Сохранять себя - требование для современного человека чрезмерное; оно выглядит скорее как соблазн, как "совращение" на рубеже XX века. "Нормой" современности становится, наоборот, разжижение и растворение человека в "массе"; одноликость и стертость становится моралью этой "нормы". Сам строй человеческой души поворачивается в сторону "неузнавания" в человеке его Я; "душевность" обретает качество стадного блеяния, к которому прилипают понятия "доброты", "справедливости", "прогресса". Человек душевноослабленный ничего так больше не желает для себя, как "спасения" в виде того или иного душевного ориентира; и дело тут не в проверке истинности содержания "ориентира", а в силе опьянения им, в силе принятия его "на веру".
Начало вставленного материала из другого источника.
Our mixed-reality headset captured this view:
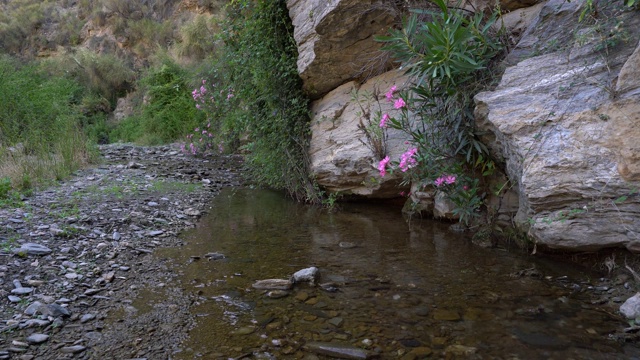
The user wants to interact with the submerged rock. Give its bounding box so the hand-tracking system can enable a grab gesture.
[252,279,293,290]
[291,266,318,285]
[620,293,640,319]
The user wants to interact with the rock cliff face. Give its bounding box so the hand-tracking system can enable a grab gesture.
[287,0,395,99]
[288,0,640,251]
[309,71,406,198]
[476,0,640,251]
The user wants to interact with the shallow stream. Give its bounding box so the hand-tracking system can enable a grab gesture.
[154,189,640,359]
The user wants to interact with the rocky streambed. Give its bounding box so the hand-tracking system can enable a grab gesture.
[0,144,242,360]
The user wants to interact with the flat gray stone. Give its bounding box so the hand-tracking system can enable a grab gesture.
[11,287,33,295]
[13,243,53,255]
[60,345,87,354]
[27,333,49,344]
[252,279,292,290]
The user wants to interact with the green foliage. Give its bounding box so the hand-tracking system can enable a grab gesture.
[0,57,97,189]
[0,177,11,200]
[378,0,502,223]
[192,0,318,201]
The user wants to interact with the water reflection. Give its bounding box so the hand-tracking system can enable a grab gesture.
[162,189,636,359]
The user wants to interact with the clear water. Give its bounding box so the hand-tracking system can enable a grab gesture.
[154,189,638,359]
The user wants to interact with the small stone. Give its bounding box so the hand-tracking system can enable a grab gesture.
[267,290,289,299]
[24,301,42,316]
[26,333,49,344]
[292,266,318,285]
[11,340,29,347]
[13,242,52,255]
[84,289,102,296]
[204,253,224,261]
[183,208,200,216]
[80,314,96,324]
[252,279,292,290]
[433,309,460,321]
[11,287,33,295]
[296,291,309,302]
[328,317,344,327]
[40,303,71,318]
[620,291,640,319]
[338,241,358,249]
[60,345,87,354]
[231,326,256,335]
[102,271,116,282]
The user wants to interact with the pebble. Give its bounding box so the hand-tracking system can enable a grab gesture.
[80,314,96,324]
[11,287,33,295]
[24,301,42,316]
[26,333,49,344]
[60,345,87,354]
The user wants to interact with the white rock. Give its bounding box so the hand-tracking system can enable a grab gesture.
[291,266,318,285]
[620,293,640,319]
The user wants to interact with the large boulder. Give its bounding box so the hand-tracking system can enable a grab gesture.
[475,0,640,251]
[309,70,408,198]
[287,0,396,99]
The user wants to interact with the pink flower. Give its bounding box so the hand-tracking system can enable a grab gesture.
[378,156,391,177]
[384,85,397,101]
[393,98,407,109]
[398,148,418,172]
[433,175,456,187]
[380,114,390,128]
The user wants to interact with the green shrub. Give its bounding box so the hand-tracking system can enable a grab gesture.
[110,58,204,145]
[379,0,502,223]
[0,57,97,189]
[191,0,319,202]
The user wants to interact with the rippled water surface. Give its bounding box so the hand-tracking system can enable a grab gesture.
[156,189,637,359]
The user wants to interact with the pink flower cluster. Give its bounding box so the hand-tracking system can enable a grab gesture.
[378,156,391,177]
[180,122,213,156]
[433,175,456,187]
[380,114,391,129]
[398,148,418,172]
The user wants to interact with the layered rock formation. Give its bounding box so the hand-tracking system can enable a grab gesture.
[288,0,640,251]
[287,0,395,99]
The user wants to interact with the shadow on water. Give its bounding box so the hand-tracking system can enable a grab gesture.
[154,189,637,359]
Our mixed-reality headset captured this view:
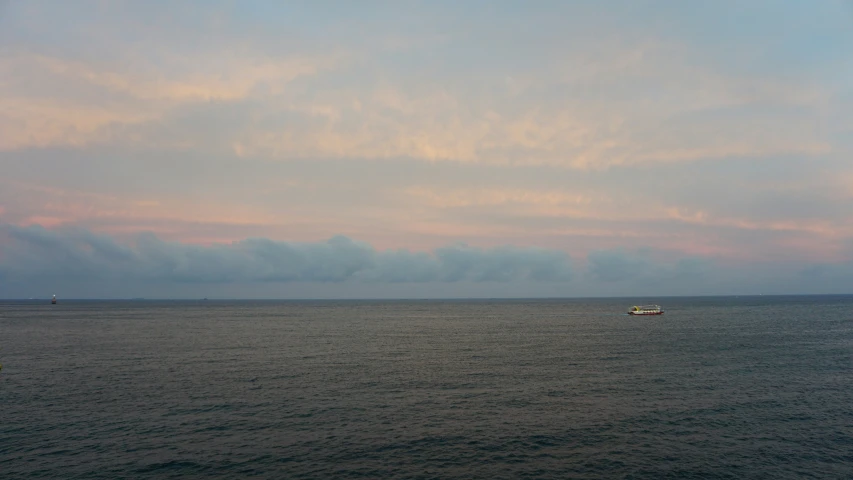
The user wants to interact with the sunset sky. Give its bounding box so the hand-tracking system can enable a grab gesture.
[0,0,853,298]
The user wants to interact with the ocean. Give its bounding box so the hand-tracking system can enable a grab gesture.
[0,296,853,479]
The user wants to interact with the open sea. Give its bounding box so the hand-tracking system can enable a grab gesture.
[0,296,853,479]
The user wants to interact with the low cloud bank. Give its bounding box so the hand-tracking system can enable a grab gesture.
[0,225,572,283]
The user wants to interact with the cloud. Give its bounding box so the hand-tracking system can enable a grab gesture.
[0,224,571,284]
[0,4,849,170]
[587,249,713,282]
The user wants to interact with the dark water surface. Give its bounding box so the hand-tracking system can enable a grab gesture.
[0,297,853,479]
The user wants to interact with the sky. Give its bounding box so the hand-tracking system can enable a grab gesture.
[0,0,853,298]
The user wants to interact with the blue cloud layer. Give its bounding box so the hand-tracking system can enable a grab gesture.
[0,225,572,283]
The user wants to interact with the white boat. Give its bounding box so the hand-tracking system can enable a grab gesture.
[628,305,663,315]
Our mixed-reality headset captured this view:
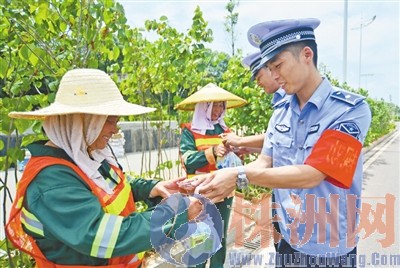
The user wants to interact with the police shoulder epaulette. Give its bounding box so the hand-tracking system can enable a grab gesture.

Терапией человеческой души выступает на исходе ХIХ столетия изобретенный Ницше "концентрат" воли к власти. Ницше "изобретает" это противоядие омассовлению сознания с единственной целью: помочь себе вынести всепожирающий дух "авторитета" и "производства", этот ариманический "дух тяжести". В этой "терапии" Ницше поворачивает пессимизм Шопенгауэра вспять, к вопению как жизнеутверждению. Воля к власти рассматривается Ницше как первый атрибут человеческого Я: как некий "способ существования" Я. Концентрируясь в человеке, воля к власти пропитывает собой жизнь в целом, становясь показателем ее "жизненности".

Ницше "изобретает" не теорию, не систему строго выверенных доказательств, - такого рода "научность" ему не свойственна. "Мои сочинения суть рыболовные крючки" (23), - пишет он, уже поймав современность на крючок "воли к власти". Ничто так не подходит для "ловли" умов, как гипотеза; и Ницше весело предлагает: "... допустим, что удалось бы объяснить... нужно рискнуть на гипотезу..." (24). И это - все! В дальнейшем идет просто употребление гипотезы "воли к власти" в качестве аксиомы, в качестве раз и навсегда "увиденной" истины. Этот случай принятия гипотезы за аксиому сам по себе не оригинален; совсем другое дело - как Ницше увидел конфигурацию этой аксиомы. Это скорее предчувствие, внутреннее ощущение истинности: "мы приобрели бы себе этим право..." - полувопросительно заключает Ницше. И на такой "бездоказательной", с точки зрения современной ему научности, основе Ницше возводит здание своей истины. Ницше дает себе право судить об истинности вещи в полном одиночестве; современность борется с этим его правом. Процессы омассовления человека ослабляют и стирают в человеческой душе способность суждения; Ницше делает эту способность "динамитом" понятливости. Гипотеза "воли к власти" взрывает ум современника: слабые души лежат в руинах, сильные строят на этих руинах.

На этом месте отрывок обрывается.